CMPSC
311, Introduction to Systems Programming
The World's Most Boring C Program
Remember the course mantra, System
programming requires you to be
aware of the resources that your
program uses.
This is a lesson about how characters are represented in C, how
character strings are stored in C, and how to compile your C programs,
even if that's not what it looks like. There are some exercises
at the end; the one marked *** is essential to see if you understand
what's going wrong with this program.
Reading
- A simple explanation of
printf()
- CP:AMA, Sec. 3.1, The
printf Function; Sec. 7.3,
Character Types; Sec. 13.1, String Literals; Sec. 13.2, String
Variables; Sec. 22.3, Formatted I/O; Appendix E, ASCII Character Set.
- Elementary examples of
printf() are in Ch. 2, pp.
14-15, 19-20, 22.
- C:ARM, Sec. 2.7.3, Character Constants; Sec. 2.7.4, String
Constants; Sec. 2.7.5, Escape Characters; Sec. 2.7.6, Character Escape
Codes; Sec. 2.7.7, Numeric Escape Codes; Sec. 15.11,
fprintf, ...;
Appendix
A,
The
ASCII
Character
Set
- on any Unix-like system,
man ascii, man -a printf
(there's a printf command in most shells, as well as the
function in the C Standard Library)
Source code
boring.c
- This program writes byte values from 0 to 127, using
printf()
and numeric escape codes.
write-boring.c
- This program writes
boring.c.
Makefile
- This file is used with the
make program to
control compilation of write-boring and boring,
as
well
as
some
other
useful tasks.
- Note that
Makefile has tab characters in it - if
you copy-and-paste its contents from the web page, you run the risk of
turning the tabs into spaces. It's better to use control-click to
download the files directly, if you plan to run them on your own system.
Test systems
- Mac OS X (iMac), Intel Core i7 processor, gcc version 4.2.1
- Mac OS X (MacPro), G5 processor (a PowerPC), gcc version 4.0.1
- Linux, AMD Athlon processor,
gcc
version
3.4.6
- Solaris, Sparc processor,
gcc version 3.4.3, Sun Studio 11
Compilation results,
warnings turned off by default
- GCC
gcc -std=c99 -o boring boring.c
- Mac OS X, Linux, Solaris
- Sun's C compiler
c99 -o boring boring.c
- Solaris
Compilation results, warnings
turned on
- GCC
gcc -std=c99 -Wall -Wextra -o boring boring.c
- Mac OS X, Linux, Solaris
- We had to change some of the quote characters produced on the
Mac, so they would display cleanly on a generic Web browser; they look
fine on the screen in the original.
- Sun's C compiler
c99 -v -o boring boring.c
- Solaris
- Sun's
lint program
Compilation results, assembly language output, file boring.s
Execution output
- There are numerous "non-printing" characters in the program
output, which means they will be displayed on the screen in various
ways, depending on which tools you are using. If you want to try
various cases, compare
- logged in at the system console without a window manager
- logged in at the system console with a window manager and a
terminal window (this is how you normally work locally)

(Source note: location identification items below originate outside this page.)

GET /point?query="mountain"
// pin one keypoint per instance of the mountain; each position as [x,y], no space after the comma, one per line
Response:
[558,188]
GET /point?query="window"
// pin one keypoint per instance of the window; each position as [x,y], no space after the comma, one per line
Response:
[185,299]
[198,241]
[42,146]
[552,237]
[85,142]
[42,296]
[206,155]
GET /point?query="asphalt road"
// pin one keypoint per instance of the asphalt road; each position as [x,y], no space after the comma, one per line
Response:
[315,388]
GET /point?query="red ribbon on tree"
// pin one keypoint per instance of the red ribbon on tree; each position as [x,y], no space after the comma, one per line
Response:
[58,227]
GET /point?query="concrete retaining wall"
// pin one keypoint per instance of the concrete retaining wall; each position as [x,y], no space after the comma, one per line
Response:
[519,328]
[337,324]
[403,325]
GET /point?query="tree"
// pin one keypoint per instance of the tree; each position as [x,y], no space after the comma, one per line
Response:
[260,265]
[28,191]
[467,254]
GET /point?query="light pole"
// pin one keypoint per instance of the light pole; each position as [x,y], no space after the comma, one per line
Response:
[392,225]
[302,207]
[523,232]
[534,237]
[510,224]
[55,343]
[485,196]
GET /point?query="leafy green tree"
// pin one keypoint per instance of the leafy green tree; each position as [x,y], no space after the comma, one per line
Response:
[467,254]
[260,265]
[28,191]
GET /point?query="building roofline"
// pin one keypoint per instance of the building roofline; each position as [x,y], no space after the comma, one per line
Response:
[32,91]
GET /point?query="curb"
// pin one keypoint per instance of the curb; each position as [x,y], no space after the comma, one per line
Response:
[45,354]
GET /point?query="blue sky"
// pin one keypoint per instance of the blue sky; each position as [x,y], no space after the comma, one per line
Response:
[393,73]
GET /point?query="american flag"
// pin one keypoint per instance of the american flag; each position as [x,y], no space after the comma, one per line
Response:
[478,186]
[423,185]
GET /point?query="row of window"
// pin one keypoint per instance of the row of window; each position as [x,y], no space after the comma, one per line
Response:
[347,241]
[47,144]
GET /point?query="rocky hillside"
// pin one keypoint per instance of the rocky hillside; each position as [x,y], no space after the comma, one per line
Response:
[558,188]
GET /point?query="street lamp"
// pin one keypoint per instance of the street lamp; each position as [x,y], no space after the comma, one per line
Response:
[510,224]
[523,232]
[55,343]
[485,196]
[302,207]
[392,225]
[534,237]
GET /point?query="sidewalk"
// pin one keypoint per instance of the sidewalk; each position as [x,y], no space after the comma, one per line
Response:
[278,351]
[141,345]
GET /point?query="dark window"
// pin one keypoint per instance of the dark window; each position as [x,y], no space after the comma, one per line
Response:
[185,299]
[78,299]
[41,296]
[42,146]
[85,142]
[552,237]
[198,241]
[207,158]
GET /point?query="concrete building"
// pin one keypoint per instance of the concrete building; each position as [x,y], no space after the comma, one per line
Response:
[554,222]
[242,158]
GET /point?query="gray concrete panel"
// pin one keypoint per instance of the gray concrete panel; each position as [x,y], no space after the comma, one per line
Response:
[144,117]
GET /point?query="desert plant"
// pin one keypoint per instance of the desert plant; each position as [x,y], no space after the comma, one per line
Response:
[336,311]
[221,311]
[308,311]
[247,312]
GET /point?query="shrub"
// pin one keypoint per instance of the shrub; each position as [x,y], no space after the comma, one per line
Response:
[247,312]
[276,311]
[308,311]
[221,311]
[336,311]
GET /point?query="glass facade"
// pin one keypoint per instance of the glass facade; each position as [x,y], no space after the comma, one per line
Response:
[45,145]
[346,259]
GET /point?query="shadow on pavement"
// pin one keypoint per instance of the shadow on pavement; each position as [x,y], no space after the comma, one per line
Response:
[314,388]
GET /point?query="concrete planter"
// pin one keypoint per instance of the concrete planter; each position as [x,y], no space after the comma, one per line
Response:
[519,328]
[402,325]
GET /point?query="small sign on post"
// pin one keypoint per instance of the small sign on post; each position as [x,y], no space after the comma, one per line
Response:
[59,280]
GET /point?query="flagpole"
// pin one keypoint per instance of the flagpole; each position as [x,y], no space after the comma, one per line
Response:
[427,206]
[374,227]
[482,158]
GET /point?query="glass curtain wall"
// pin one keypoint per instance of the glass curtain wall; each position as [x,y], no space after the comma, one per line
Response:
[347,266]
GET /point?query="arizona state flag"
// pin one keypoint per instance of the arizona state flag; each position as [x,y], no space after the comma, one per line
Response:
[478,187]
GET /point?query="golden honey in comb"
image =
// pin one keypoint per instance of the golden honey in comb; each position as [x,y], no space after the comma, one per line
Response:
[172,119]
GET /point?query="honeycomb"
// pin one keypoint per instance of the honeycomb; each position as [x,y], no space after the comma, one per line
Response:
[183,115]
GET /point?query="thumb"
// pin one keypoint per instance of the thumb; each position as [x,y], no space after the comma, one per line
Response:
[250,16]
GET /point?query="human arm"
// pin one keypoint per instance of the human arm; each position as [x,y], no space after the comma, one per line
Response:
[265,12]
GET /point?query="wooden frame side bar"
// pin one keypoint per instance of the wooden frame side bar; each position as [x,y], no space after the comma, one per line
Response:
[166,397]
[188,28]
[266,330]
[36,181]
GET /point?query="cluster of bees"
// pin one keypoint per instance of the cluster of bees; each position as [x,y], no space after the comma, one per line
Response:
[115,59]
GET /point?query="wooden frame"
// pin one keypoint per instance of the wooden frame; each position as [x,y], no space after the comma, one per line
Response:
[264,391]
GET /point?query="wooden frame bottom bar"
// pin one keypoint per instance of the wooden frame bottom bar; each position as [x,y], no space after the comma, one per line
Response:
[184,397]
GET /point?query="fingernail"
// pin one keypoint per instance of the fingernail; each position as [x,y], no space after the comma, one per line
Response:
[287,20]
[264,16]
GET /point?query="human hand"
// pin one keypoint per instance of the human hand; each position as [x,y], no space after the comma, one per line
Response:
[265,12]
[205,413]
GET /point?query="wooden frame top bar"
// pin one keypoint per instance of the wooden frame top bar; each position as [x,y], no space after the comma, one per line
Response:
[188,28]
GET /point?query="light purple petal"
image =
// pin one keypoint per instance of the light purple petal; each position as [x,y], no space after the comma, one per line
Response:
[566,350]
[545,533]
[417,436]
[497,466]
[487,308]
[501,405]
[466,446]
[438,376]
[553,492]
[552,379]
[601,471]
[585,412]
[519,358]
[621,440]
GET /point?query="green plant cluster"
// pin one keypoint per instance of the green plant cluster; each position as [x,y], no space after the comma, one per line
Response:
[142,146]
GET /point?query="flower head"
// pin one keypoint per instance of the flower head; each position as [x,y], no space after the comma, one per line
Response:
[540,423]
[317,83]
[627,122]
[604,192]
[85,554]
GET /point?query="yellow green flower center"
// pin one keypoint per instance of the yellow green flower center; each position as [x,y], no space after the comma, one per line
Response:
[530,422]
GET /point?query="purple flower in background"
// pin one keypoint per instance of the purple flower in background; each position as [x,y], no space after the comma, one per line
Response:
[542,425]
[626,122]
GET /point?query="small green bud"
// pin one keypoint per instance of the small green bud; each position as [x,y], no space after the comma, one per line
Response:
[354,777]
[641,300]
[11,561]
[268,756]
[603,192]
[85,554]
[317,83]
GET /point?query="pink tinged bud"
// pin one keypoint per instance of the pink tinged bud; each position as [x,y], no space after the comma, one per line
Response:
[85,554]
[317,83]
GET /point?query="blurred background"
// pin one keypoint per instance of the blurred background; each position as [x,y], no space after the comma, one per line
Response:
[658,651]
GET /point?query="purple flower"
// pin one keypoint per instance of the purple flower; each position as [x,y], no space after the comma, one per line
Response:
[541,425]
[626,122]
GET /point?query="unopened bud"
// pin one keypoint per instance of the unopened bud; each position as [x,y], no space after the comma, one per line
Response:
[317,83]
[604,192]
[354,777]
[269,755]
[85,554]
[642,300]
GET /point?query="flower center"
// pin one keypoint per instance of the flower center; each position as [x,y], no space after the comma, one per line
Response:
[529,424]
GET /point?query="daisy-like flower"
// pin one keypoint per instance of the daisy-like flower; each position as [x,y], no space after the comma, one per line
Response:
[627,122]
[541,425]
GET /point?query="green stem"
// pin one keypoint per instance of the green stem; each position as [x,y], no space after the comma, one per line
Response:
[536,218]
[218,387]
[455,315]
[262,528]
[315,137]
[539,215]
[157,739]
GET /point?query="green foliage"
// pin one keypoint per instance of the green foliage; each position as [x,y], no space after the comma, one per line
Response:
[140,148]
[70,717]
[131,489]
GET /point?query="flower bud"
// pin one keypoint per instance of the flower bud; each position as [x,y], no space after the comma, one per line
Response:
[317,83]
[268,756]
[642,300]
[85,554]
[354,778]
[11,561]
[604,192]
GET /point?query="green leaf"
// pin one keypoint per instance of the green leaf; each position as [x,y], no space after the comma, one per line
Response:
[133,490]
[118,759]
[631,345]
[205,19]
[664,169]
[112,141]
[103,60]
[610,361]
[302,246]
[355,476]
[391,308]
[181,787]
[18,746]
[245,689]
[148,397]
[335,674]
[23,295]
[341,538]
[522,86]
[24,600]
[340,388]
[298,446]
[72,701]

- logged in remotely with a terminal window (this is how you
normally work remotely)
- viewing the saved output with a web browser, under the file
name
execution-output
(this is treated
as a "binary file", so most browsers will prompt for download, but some
will download it without asking)
- viewing the saved output with a web browser, under the file
name
execution-output.txt
(same
file
contents, just a different name, so the browser might treat it
differently)
- To make this even worse, try about five different web browsers
on
various systems.
- Only Safari (Mac OS X) and Internet Explorer 8 (Windows 7)
displayed the
.txt file without complaint, but they do it
differently. Firefox and SeaMonkey prompt for download.
TextEdit (Mac OS X) and Notepad (Windows 7) will open the downloaded
file without problem. Mozilla (Solaris, JDS) prompts for gedit
to open the .txt file, and this actually does a good job.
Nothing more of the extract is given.